Гай Эндор - Любовь и Ненависть
Все в этом человеке, даже состояние здоровья, постоянно вызывало глубокий интерес. Кстати, Вольтер сам поддерживал его своими письмами к друзьям.
— Я родился мертвым, — любил повторять он. Вольтер рассказывал, что повитуха сочла его мертворожденным и отодвинула в сторону, как нечто ненужное.
Знаменитая фраза Вольтера: «Я прерываю свою предсмертную агонию» — у всех всегда вызывала улыбку. Она была ужасно забавной, так как ему на самом деле приходилось, с трудом преодолевая себя, подниматься со своего «смертного ложа», чтобы написать еще одно, последнее, письмо, еще одну, последнюю, поэму, пьесу, книгу…
Его многочисленные враги любили позлословить:
— Кто же наконец похоронит этого человека, ведь он давным-давно умер!
Но друзья любили его еще больше за постоянную готовность умереть в любой момент.
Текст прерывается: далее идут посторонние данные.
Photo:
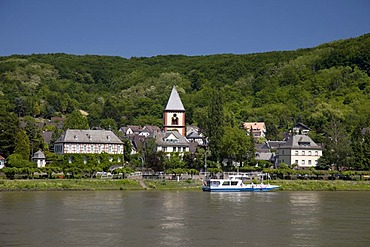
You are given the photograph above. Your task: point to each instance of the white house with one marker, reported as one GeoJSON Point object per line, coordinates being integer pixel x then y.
{"type": "Point", "coordinates": [258, 128]}
{"type": "Point", "coordinates": [75, 141]}
{"type": "Point", "coordinates": [2, 162]}
{"type": "Point", "coordinates": [300, 150]}
{"type": "Point", "coordinates": [39, 158]}
{"type": "Point", "coordinates": [172, 142]}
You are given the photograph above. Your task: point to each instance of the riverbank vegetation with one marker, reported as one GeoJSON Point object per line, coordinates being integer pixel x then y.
{"type": "Point", "coordinates": [326, 87]}
{"type": "Point", "coordinates": [128, 184]}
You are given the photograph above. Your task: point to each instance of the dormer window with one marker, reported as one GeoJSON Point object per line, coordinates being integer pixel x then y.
{"type": "Point", "coordinates": [304, 143]}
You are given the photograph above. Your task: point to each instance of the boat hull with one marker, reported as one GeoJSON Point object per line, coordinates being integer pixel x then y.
{"type": "Point", "coordinates": [241, 189]}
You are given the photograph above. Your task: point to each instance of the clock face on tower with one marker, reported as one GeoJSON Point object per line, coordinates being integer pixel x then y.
{"type": "Point", "coordinates": [174, 119]}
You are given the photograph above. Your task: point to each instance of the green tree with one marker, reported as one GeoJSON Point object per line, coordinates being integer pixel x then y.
{"type": "Point", "coordinates": [237, 145]}
{"type": "Point", "coordinates": [338, 149]}
{"type": "Point", "coordinates": [76, 121]}
{"type": "Point", "coordinates": [22, 145]}
{"type": "Point", "coordinates": [213, 125]}
{"type": "Point", "coordinates": [9, 127]}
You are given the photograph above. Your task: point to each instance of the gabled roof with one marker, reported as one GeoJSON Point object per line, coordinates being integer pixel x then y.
{"type": "Point", "coordinates": [39, 155]}
{"type": "Point", "coordinates": [194, 135]}
{"type": "Point", "coordinates": [301, 126]}
{"type": "Point", "coordinates": [300, 141]}
{"type": "Point", "coordinates": [174, 102]}
{"type": "Point", "coordinates": [171, 138]}
{"type": "Point", "coordinates": [256, 126]}
{"type": "Point", "coordinates": [151, 128]}
{"type": "Point", "coordinates": [89, 136]}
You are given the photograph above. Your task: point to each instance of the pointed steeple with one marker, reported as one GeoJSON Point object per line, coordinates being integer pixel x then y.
{"type": "Point", "coordinates": [174, 102]}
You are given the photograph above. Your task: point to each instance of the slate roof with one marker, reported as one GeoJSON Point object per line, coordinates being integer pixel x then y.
{"type": "Point", "coordinates": [38, 155]}
{"type": "Point", "coordinates": [300, 142]}
{"type": "Point", "coordinates": [161, 139]}
{"type": "Point", "coordinates": [174, 102]}
{"type": "Point", "coordinates": [89, 136]}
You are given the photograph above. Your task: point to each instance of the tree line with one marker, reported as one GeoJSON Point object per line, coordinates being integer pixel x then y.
{"type": "Point", "coordinates": [326, 87]}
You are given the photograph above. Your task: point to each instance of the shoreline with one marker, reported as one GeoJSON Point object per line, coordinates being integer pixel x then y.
{"type": "Point", "coordinates": [163, 185]}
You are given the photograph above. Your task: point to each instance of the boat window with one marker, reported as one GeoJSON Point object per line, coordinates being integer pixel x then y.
{"type": "Point", "coordinates": [215, 183]}
{"type": "Point", "coordinates": [226, 183]}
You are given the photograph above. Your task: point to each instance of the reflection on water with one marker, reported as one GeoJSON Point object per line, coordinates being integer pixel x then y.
{"type": "Point", "coordinates": [152, 218]}
{"type": "Point", "coordinates": [173, 220]}
{"type": "Point", "coordinates": [305, 218]}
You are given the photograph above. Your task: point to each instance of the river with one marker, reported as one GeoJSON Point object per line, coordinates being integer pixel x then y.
{"type": "Point", "coordinates": [184, 218]}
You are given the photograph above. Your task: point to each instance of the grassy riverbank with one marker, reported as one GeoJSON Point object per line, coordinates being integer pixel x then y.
{"type": "Point", "coordinates": [128, 184]}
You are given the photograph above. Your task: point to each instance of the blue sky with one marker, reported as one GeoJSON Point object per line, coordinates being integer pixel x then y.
{"type": "Point", "coordinates": [137, 28]}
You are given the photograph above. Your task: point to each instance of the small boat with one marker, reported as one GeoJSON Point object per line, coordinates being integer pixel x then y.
{"type": "Point", "coordinates": [235, 185]}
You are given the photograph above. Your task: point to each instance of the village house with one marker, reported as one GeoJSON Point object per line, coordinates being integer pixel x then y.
{"type": "Point", "coordinates": [299, 150]}
{"type": "Point", "coordinates": [258, 128]}
{"type": "Point", "coordinates": [2, 162]}
{"type": "Point", "coordinates": [75, 141]}
{"type": "Point", "coordinates": [39, 159]}
{"type": "Point", "coordinates": [172, 142]}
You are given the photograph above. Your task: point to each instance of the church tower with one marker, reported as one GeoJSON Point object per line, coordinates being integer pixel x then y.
{"type": "Point", "coordinates": [174, 113]}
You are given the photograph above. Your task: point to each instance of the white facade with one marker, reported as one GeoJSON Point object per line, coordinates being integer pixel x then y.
{"type": "Point", "coordinates": [172, 142]}
{"type": "Point", "coordinates": [299, 150]}
{"type": "Point", "coordinates": [302, 158]}
{"type": "Point", "coordinates": [88, 142]}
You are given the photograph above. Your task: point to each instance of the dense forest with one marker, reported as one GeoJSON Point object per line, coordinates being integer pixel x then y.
{"type": "Point", "coordinates": [326, 87]}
В конце концов, разве это не судьба, выпавшая человеку?
— Если я долго прожил, — объяснял Вольтер, — то только потому, что родился инвалидом.
И миллионы людей, понимающие, как трудна и хрупка человеческая жизнь, благодарили его за умение посмеяться над общей трагедией и с радостью рукоплескали ему, когда он отзывался о себе как о человеке, который «одной ногой стоит в могиле, а второй брыкается».
Какая буря эмоций охватывала Жан-Жака при виде этого великого человека, как сладко волновалось его сердце! Какой соблазн — броситься перед ним на колени! Но это же глупость! Какая нужда Вольтеру поднимать его на ноги, чтобы представить своим друзьям? Кто он такой? Что он до сих пор сделал, чтобы заслужить хотя бы минутку его внимания?
Прежде нужно показать, на что он способен, и только тогда его коленопреклонение перед Вольтером приобретет смысл. К тому же не так просто упасть на колени перед человеком, который постоянно окружен толпой поклонников и искателей его благосклонности. Среди них — этот надоедливый, вызывающий раздражение Никола Тьерио, друг детства Вольтера. Его прозвали «громогласной трубой» — судя по всему, его единственным занятием в этой жизни было прославление великого мыслителя.
Много лет назад он был простым стряпчим в той юридической конторе, в которой работал, а скорее бездельничал Вольтер. Отец упрямо отказывал молодому Вольтеру в желании посвятить свою жизнь писательской карьере. Упрямый молодой человек имел такое влияние на своего приятеля Тьерио, что они оба расстались с юриспруденцией: один это сделал из-за желания писать, второй — чтобы прославлять что есть мочи сочинителя.
Тьерио был буквально привязан к Вольтеру, исполнял любые его поручения, работал его курьером. Когда Вольтер покидал Париж, его замещал Тьерио. Он ревниво следил за тем, чтобы во время отсутствия хозяина о нем не забывали в столице. Тьерио целыми днями шатался по парижским кварталам и то и дело в разных компаниях повторял последнюю изысканную остроту Вольтера. Он вынимал из кармана последнее письмо Вольтера, зачитывал что-нибудь вслух, сообщал о его литературных планах. Такая тактика открывала перед Тьерио все двери Парижа: он сидел за самыми обильными столами самых знатных домов, на светских раутах встречался с сильными мира сего. И если даже оперативная «Меркюр де Франс» публиковала свеженькое письмо Вольтера, сливки столичного общества уже знали его содержание от Тьерио. Он зачитывал эти письма размеренным гнусавым голосом, за что и получил кличку Нищенствующий Монах.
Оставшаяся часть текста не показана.